Sunday, April 17, 2016

Speeches a Problem? NY Coming Up!  (Dan to Afghan?)  Even Porn Sites Now Boycott NC  (Possibility of a Democratic Wave?)  A World War Has Begun



The speeches themselves are an example. Why any politician with presidential ambitions would get within five miles of the people who wrecked most of the economy and stole the rest of it in the 2000s is its own answer. The reason is that politics is money now, and that's where the easy money is. For myself, I think there isn't a damned thing in any of those speeches that should cause HRC a millisecond of agita, but also that going on 30 years of pestiferous ratfcking has made her jump at shadows. So she digs in, and the debate becomes about her digging in, and not about the fog of subtle corruption that has descended over the entire political process. Goldman Sachs should be as toxic an audience today as R.J. Reynolds is. Yes, both candidates railed against Citizens United—which is easy since, at the moment, there's nothing either one of them can do about it—but the money power has leached into so many areas and institutions that squabbling over who said what to whom, and what exemptions you may have taken in 2008, is sadly beside the point. The sale has been closed.
It's hard to come up with a more fitting epitaph for American democracy. Charlie has outdone himself this week.

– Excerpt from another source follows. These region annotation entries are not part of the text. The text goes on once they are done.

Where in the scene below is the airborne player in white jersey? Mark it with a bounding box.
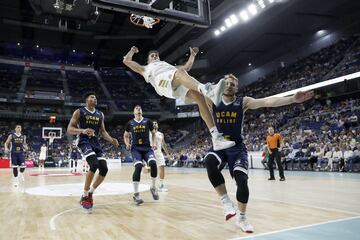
[123,47,235,150]
[153,121,169,192]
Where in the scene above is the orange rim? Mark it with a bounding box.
[129,13,160,27]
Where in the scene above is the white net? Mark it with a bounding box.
[143,16,156,28]
[130,14,160,28]
[49,132,56,145]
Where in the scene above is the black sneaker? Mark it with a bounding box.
[150,188,159,200]
[133,194,144,206]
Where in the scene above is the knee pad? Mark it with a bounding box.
[99,160,108,177]
[204,154,225,188]
[13,167,18,177]
[149,161,157,178]
[133,163,143,182]
[234,171,249,203]
[86,155,99,173]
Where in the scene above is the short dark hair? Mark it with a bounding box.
[84,92,96,100]
[146,50,160,62]
[225,73,239,81]
[148,50,160,57]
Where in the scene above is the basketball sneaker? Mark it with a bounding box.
[212,133,235,151]
[221,199,236,221]
[159,183,168,192]
[19,173,25,182]
[14,177,19,187]
[80,196,92,210]
[236,214,254,233]
[133,193,144,206]
[88,192,94,207]
[200,79,225,106]
[150,188,159,200]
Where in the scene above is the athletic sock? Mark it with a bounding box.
[151,178,156,188]
[89,186,96,193]
[133,182,139,193]
[209,127,219,138]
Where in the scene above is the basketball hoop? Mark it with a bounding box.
[49,132,56,145]
[130,13,160,28]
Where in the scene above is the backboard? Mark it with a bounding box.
[93,0,211,28]
[42,127,62,139]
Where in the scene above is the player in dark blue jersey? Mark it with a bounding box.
[67,93,119,210]
[69,143,81,173]
[5,125,28,187]
[124,105,159,205]
[205,74,314,232]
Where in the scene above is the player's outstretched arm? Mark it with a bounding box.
[124,130,131,150]
[177,47,199,72]
[23,137,29,152]
[123,46,145,75]
[100,114,119,147]
[5,134,12,153]
[243,91,314,109]
[66,109,95,136]
[161,134,170,156]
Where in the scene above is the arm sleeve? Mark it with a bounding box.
[148,120,154,131]
[125,122,130,132]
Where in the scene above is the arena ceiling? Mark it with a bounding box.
[0,0,360,73]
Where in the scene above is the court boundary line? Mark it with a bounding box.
[168,184,360,216]
[252,197,360,216]
[49,201,222,231]
[228,216,360,240]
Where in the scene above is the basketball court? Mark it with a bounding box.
[0,164,360,240]
[0,0,360,240]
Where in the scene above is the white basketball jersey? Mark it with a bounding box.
[155,131,164,152]
[40,146,47,155]
[144,61,177,98]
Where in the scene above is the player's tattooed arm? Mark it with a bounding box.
[123,46,145,75]
[66,109,95,136]
[151,129,157,150]
[100,114,119,147]
[177,47,199,72]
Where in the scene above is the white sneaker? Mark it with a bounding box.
[221,199,236,221]
[159,184,168,192]
[212,134,236,151]
[200,79,225,106]
[14,177,19,187]
[236,215,254,233]
[19,173,25,182]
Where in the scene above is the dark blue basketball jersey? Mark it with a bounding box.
[71,146,78,155]
[213,97,244,144]
[11,133,25,153]
[125,118,154,147]
[78,107,103,143]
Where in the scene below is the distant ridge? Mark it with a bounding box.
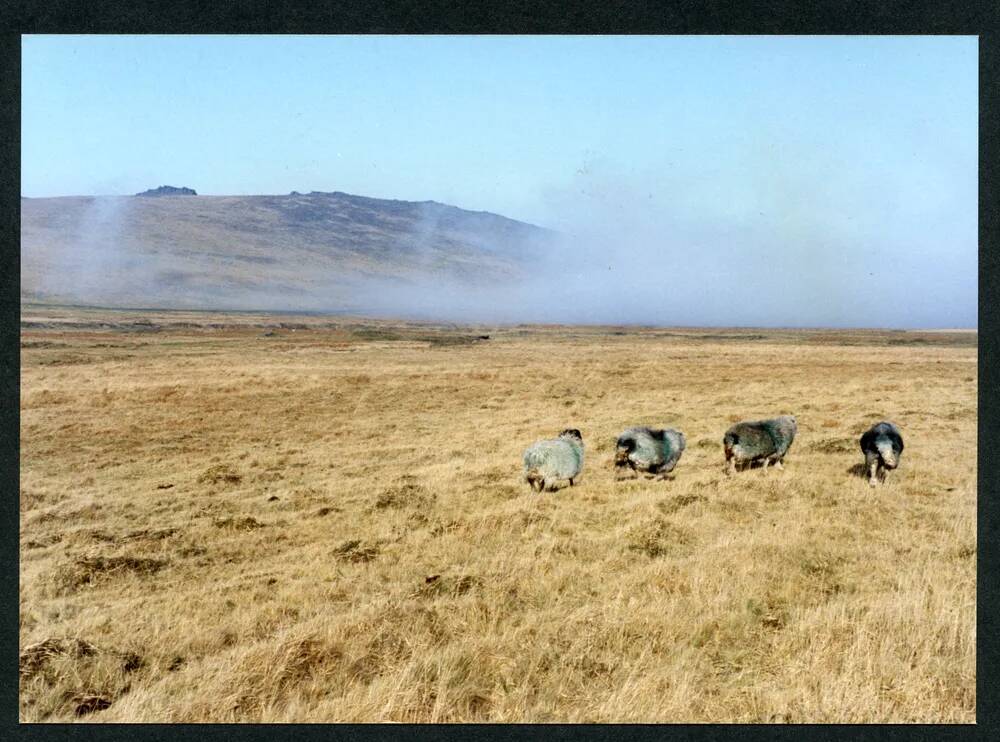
[21,185,559,311]
[135,186,198,196]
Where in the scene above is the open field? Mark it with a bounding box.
[20,307,977,722]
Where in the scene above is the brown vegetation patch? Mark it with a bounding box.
[656,493,708,515]
[805,438,861,455]
[413,575,483,598]
[18,639,97,679]
[375,482,436,509]
[212,515,265,531]
[198,464,243,484]
[54,556,167,593]
[333,539,379,562]
[626,516,694,558]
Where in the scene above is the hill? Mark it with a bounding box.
[21,189,556,312]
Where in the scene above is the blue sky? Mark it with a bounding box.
[22,36,978,326]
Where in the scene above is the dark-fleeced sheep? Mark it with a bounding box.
[861,420,903,487]
[524,428,583,492]
[722,415,798,474]
[615,428,686,479]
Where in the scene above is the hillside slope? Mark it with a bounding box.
[21,192,555,311]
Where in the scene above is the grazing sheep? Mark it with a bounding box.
[615,428,686,479]
[722,415,798,474]
[861,421,903,487]
[524,428,583,492]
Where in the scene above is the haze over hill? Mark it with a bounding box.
[21,187,558,316]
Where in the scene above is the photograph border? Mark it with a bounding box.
[0,0,1000,740]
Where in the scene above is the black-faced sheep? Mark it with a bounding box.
[615,428,686,479]
[722,415,798,474]
[861,421,903,487]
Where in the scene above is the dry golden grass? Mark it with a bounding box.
[20,315,977,722]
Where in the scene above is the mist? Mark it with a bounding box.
[21,171,978,328]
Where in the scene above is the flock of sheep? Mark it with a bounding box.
[524,415,903,492]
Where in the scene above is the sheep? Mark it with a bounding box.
[524,428,583,492]
[861,420,903,487]
[722,415,798,474]
[615,428,686,479]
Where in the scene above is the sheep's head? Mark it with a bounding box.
[615,438,635,466]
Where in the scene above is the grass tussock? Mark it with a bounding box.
[19,310,977,723]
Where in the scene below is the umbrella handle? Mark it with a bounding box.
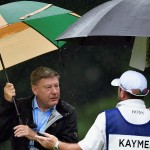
[0,54,23,125]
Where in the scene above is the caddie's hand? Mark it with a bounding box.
[35,133,58,149]
[14,125,37,140]
[4,83,16,102]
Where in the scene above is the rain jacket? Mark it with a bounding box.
[0,96,78,150]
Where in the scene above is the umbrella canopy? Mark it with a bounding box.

As a proud NC resident I found the paragraph below from the same essay to be particularly telling and dispiriting.

As soon as I posted the item about how porn site XHamster had joined the economic boycott of the now consistently insane state of North Carolina, I had a hunch that this week's Top Commenter Of The Week likely would come from somewhere in the reaction to it. Little did I know, though, that Top Commenter J.S. Hedegard would channel her inner Madison and write the inalienable right to porn into the Bill of Rights: "Adult entertainment, being necessary to the pursuit of happiness in a free State, the right of the people to watch bare bodies on the web, shall not be infringed."

Well, someone needs to report on the continuing wars-for-no-stated-purpose other than bringing democracy to those who don't want or understand how it would better their lives. Let my people go?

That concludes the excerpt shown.